I just had the weirdest dentist experience of my life. Way worse than the nine minute dentist experience last time.
I arrived early, of course, and was quickly ushered into the chair after I read a bit about endangered frogs. She started cleaning my teeth and then all of the sudden goes, "Whoa..." I'm thinking, oh man...cavities. Swear to God, it was like in Friends when Ross had that thing on his ass.
"Hey, Rhonda. Come here a sec. You're good with different stuff like this. What do you make of this?"
"Whoa.. Do you smoke or chew at all?"
"Absolutely not." I am panicking. What the hell are they looking at?
"You been sick recently? Wear a retainer? Dentures? (giggles)"
"No, nothing." Okay, seriously. Tell me what you're doing.
"You been on steroids?
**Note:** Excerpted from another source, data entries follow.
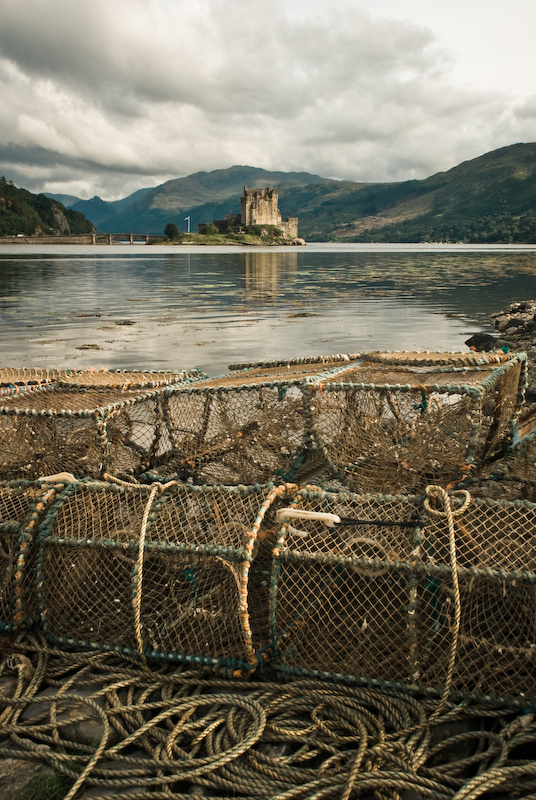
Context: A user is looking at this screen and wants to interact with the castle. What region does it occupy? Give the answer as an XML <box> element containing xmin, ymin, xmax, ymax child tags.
<box><xmin>240</xmin><ymin>186</ymin><xmax>298</xmax><ymax>239</ymax></box>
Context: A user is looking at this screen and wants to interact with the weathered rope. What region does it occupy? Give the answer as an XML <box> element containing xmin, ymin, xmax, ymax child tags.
<box><xmin>0</xmin><ymin>637</ymin><xmax>536</xmax><ymax>800</ymax></box>
<box><xmin>424</xmin><ymin>486</ymin><xmax>471</xmax><ymax>721</ymax></box>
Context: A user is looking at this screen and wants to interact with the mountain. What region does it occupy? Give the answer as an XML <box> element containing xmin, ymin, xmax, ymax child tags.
<box><xmin>302</xmin><ymin>143</ymin><xmax>536</xmax><ymax>242</ymax></box>
<box><xmin>38</xmin><ymin>143</ymin><xmax>536</xmax><ymax>242</ymax></box>
<box><xmin>94</xmin><ymin>166</ymin><xmax>323</xmax><ymax>234</ymax></box>
<box><xmin>0</xmin><ymin>177</ymin><xmax>94</xmax><ymax>236</ymax></box>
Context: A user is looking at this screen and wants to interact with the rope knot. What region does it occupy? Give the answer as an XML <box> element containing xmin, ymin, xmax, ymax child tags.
<box><xmin>424</xmin><ymin>485</ymin><xmax>471</xmax><ymax>518</ymax></box>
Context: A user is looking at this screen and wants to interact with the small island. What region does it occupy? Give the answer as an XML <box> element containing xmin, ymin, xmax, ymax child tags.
<box><xmin>161</xmin><ymin>186</ymin><xmax>305</xmax><ymax>246</ymax></box>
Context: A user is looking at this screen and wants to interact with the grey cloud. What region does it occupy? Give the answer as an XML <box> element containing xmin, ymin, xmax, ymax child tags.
<box><xmin>0</xmin><ymin>0</ymin><xmax>533</xmax><ymax>198</ymax></box>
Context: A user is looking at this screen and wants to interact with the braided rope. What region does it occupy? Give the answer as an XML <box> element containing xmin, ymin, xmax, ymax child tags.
<box><xmin>424</xmin><ymin>486</ymin><xmax>471</xmax><ymax>721</ymax></box>
<box><xmin>0</xmin><ymin>636</ymin><xmax>536</xmax><ymax>800</ymax></box>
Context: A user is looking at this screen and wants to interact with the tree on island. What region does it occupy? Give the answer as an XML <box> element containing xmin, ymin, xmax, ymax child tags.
<box><xmin>164</xmin><ymin>222</ymin><xmax>179</xmax><ymax>239</ymax></box>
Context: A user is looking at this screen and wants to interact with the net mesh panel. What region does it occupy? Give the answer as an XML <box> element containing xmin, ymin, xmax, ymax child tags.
<box><xmin>38</xmin><ymin>481</ymin><xmax>284</xmax><ymax>669</ymax></box>
<box><xmin>0</xmin><ymin>367</ymin><xmax>206</xmax><ymax>396</ymax></box>
<box><xmin>362</xmin><ymin>350</ymin><xmax>512</xmax><ymax>367</ymax></box>
<box><xmin>495</xmin><ymin>405</ymin><xmax>536</xmax><ymax>486</ymax></box>
<box><xmin>270</xmin><ymin>489</ymin><xmax>536</xmax><ymax>699</ymax></box>
<box><xmin>310</xmin><ymin>359</ymin><xmax>523</xmax><ymax>493</ymax></box>
<box><xmin>153</xmin><ymin>379</ymin><xmax>310</xmax><ymax>485</ymax></box>
<box><xmin>0</xmin><ymin>481</ymin><xmax>60</xmax><ymax>631</ymax></box>
<box><xmin>57</xmin><ymin>369</ymin><xmax>206</xmax><ymax>389</ymax></box>
<box><xmin>0</xmin><ymin>387</ymin><xmax>199</xmax><ymax>480</ymax></box>
<box><xmin>228</xmin><ymin>353</ymin><xmax>361</xmax><ymax>377</ymax></box>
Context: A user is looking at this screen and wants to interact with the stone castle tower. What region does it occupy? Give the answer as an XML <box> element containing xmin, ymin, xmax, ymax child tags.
<box><xmin>240</xmin><ymin>186</ymin><xmax>298</xmax><ymax>239</ymax></box>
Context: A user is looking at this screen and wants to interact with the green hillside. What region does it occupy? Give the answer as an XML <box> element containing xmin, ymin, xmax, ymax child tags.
<box><xmin>91</xmin><ymin>166</ymin><xmax>322</xmax><ymax>234</ymax></box>
<box><xmin>300</xmin><ymin>143</ymin><xmax>536</xmax><ymax>242</ymax></box>
<box><xmin>0</xmin><ymin>177</ymin><xmax>94</xmax><ymax>236</ymax></box>
<box><xmin>38</xmin><ymin>143</ymin><xmax>536</xmax><ymax>243</ymax></box>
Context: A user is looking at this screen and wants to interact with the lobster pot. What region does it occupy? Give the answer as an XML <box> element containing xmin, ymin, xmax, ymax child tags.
<box><xmin>270</xmin><ymin>490</ymin><xmax>536</xmax><ymax>700</ymax></box>
<box><xmin>0</xmin><ymin>376</ymin><xmax>203</xmax><ymax>480</ymax></box>
<box><xmin>0</xmin><ymin>367</ymin><xmax>60</xmax><ymax>398</ymax></box>
<box><xmin>56</xmin><ymin>369</ymin><xmax>203</xmax><ymax>389</ymax></box>
<box><xmin>308</xmin><ymin>354</ymin><xmax>525</xmax><ymax>493</ymax></box>
<box><xmin>494</xmin><ymin>405</ymin><xmax>536</xmax><ymax>484</ymax></box>
<box><xmin>38</xmin><ymin>481</ymin><xmax>284</xmax><ymax>670</ymax></box>
<box><xmin>362</xmin><ymin>350</ymin><xmax>516</xmax><ymax>369</ymax></box>
<box><xmin>0</xmin><ymin>481</ymin><xmax>61</xmax><ymax>631</ymax></box>
<box><xmin>151</xmin><ymin>370</ymin><xmax>325</xmax><ymax>485</ymax></box>
<box><xmin>228</xmin><ymin>353</ymin><xmax>361</xmax><ymax>379</ymax></box>
<box><xmin>270</xmin><ymin>490</ymin><xmax>428</xmax><ymax>681</ymax></box>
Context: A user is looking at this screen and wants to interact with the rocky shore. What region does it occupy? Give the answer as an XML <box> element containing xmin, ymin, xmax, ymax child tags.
<box><xmin>487</xmin><ymin>300</ymin><xmax>536</xmax><ymax>404</ymax></box>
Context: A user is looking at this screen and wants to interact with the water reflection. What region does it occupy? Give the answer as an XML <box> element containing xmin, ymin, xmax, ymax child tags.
<box><xmin>244</xmin><ymin>251</ymin><xmax>298</xmax><ymax>300</ymax></box>
<box><xmin>0</xmin><ymin>245</ymin><xmax>536</xmax><ymax>374</ymax></box>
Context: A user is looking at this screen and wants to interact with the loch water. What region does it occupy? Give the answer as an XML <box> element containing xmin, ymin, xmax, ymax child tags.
<box><xmin>0</xmin><ymin>244</ymin><xmax>536</xmax><ymax>375</ymax></box>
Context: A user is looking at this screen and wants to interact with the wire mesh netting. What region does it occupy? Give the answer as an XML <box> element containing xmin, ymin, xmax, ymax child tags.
<box><xmin>0</xmin><ymin>373</ymin><xmax>203</xmax><ymax>480</ymax></box>
<box><xmin>148</xmin><ymin>373</ymin><xmax>322</xmax><ymax>485</ymax></box>
<box><xmin>363</xmin><ymin>350</ymin><xmax>512</xmax><ymax>368</ymax></box>
<box><xmin>270</xmin><ymin>487</ymin><xmax>536</xmax><ymax>699</ymax></box>
<box><xmin>228</xmin><ymin>353</ymin><xmax>361</xmax><ymax>378</ymax></box>
<box><xmin>37</xmin><ymin>481</ymin><xmax>292</xmax><ymax>669</ymax></box>
<box><xmin>309</xmin><ymin>356</ymin><xmax>525</xmax><ymax>493</ymax></box>
<box><xmin>0</xmin><ymin>481</ymin><xmax>65</xmax><ymax>631</ymax></box>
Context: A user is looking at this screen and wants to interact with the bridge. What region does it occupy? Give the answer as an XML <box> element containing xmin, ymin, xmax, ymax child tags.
<box><xmin>0</xmin><ymin>233</ymin><xmax>165</xmax><ymax>245</ymax></box>
<box><xmin>90</xmin><ymin>233</ymin><xmax>164</xmax><ymax>244</ymax></box>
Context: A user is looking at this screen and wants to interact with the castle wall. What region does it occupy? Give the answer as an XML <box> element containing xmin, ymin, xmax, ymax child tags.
<box><xmin>240</xmin><ymin>186</ymin><xmax>298</xmax><ymax>239</ymax></box>
<box><xmin>240</xmin><ymin>186</ymin><xmax>281</xmax><ymax>228</ymax></box>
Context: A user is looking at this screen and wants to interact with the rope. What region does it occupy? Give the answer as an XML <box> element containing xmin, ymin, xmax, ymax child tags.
<box><xmin>424</xmin><ymin>486</ymin><xmax>471</xmax><ymax>721</ymax></box>
<box><xmin>0</xmin><ymin>637</ymin><xmax>536</xmax><ymax>800</ymax></box>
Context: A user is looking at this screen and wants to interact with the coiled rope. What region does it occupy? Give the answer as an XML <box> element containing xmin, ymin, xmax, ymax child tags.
<box><xmin>0</xmin><ymin>635</ymin><xmax>536</xmax><ymax>800</ymax></box>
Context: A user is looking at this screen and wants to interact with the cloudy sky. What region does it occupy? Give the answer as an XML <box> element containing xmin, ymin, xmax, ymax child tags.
<box><xmin>0</xmin><ymin>0</ymin><xmax>536</xmax><ymax>200</ymax></box>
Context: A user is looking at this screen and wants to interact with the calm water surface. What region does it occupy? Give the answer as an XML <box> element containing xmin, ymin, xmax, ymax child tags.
<box><xmin>0</xmin><ymin>244</ymin><xmax>536</xmax><ymax>375</ymax></box>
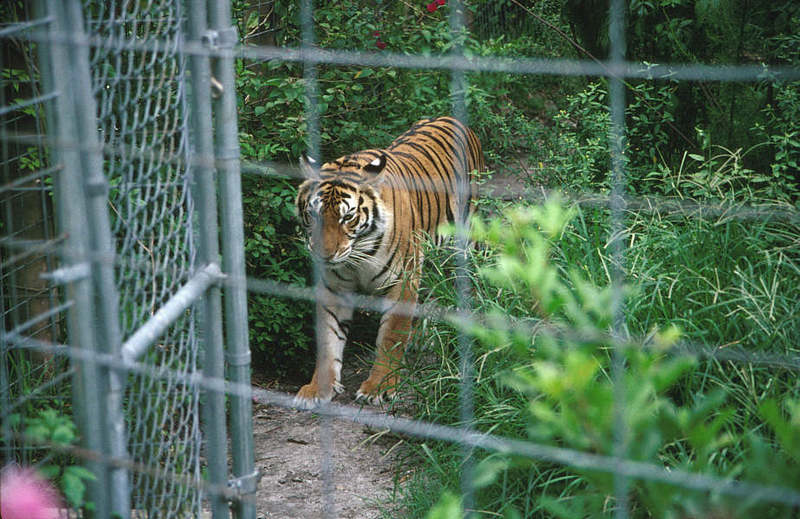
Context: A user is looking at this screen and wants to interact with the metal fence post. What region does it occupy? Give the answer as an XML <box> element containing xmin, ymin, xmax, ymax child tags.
<box><xmin>59</xmin><ymin>0</ymin><xmax>131</xmax><ymax>518</ymax></box>
<box><xmin>187</xmin><ymin>0</ymin><xmax>230</xmax><ymax>519</ymax></box>
<box><xmin>40</xmin><ymin>0</ymin><xmax>110</xmax><ymax>517</ymax></box>
<box><xmin>209</xmin><ymin>0</ymin><xmax>258</xmax><ymax>519</ymax></box>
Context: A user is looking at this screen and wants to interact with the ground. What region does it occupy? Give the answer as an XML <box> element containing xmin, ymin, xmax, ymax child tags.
<box><xmin>253</xmin><ymin>350</ymin><xmax>400</xmax><ymax>519</ymax></box>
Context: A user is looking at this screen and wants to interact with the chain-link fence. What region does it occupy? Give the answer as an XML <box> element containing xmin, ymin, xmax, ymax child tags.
<box><xmin>0</xmin><ymin>0</ymin><xmax>800</xmax><ymax>517</ymax></box>
<box><xmin>0</xmin><ymin>1</ymin><xmax>252</xmax><ymax>517</ymax></box>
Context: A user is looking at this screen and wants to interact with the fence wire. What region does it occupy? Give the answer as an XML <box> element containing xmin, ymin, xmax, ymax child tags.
<box><xmin>84</xmin><ymin>1</ymin><xmax>202</xmax><ymax>517</ymax></box>
<box><xmin>0</xmin><ymin>0</ymin><xmax>800</xmax><ymax>517</ymax></box>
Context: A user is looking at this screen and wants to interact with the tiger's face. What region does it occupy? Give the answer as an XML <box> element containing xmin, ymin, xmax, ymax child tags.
<box><xmin>296</xmin><ymin>152</ymin><xmax>383</xmax><ymax>266</ymax></box>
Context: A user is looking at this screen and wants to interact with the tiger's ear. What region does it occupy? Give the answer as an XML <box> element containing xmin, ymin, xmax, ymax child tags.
<box><xmin>364</xmin><ymin>153</ymin><xmax>386</xmax><ymax>176</ymax></box>
<box><xmin>300</xmin><ymin>153</ymin><xmax>319</xmax><ymax>180</ymax></box>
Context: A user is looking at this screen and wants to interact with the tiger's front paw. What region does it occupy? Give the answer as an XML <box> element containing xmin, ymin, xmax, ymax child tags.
<box><xmin>293</xmin><ymin>380</ymin><xmax>344</xmax><ymax>409</ymax></box>
<box><xmin>356</xmin><ymin>377</ymin><xmax>397</xmax><ymax>406</ymax></box>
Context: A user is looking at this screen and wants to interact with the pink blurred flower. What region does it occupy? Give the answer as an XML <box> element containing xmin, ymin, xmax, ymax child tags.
<box><xmin>0</xmin><ymin>466</ymin><xmax>61</xmax><ymax>519</ymax></box>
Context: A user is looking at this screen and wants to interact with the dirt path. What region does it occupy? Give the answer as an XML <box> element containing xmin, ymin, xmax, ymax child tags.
<box><xmin>253</xmin><ymin>358</ymin><xmax>404</xmax><ymax>519</ymax></box>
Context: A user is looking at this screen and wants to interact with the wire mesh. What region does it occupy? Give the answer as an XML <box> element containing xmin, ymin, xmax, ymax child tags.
<box><xmin>0</xmin><ymin>0</ymin><xmax>800</xmax><ymax>517</ymax></box>
<box><xmin>84</xmin><ymin>1</ymin><xmax>201</xmax><ymax>517</ymax></box>
<box><xmin>0</xmin><ymin>2</ymin><xmax>71</xmax><ymax>476</ymax></box>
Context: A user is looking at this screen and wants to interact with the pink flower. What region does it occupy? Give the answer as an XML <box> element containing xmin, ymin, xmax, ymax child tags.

You suck on anything real hard or sweet lately?" (okay, gross)
"NO."
"Hmm.. I want somebody that makes the big bucks to look at this." She finishes up the cleaning in silence and then retreats to find the dentist. Surprisingly, it was an asian woman (I've never had a non-white or non-male dentist before). She says, "All right, lemme check this out."
She is baffled. The dentist pulls out the book. They start leafing through images of people's mouths, all the while I'm still wondering what the hell is wrong with me.
"So you haven't done anything different the last couple days?"
"Well, I've used orange listerine a couple times in the last week."
"OHHHHH!!! You've got chemical burns all over the roof of your mouth. Stop using that. Nice teeth, very nice teeth. Have a happy New Year."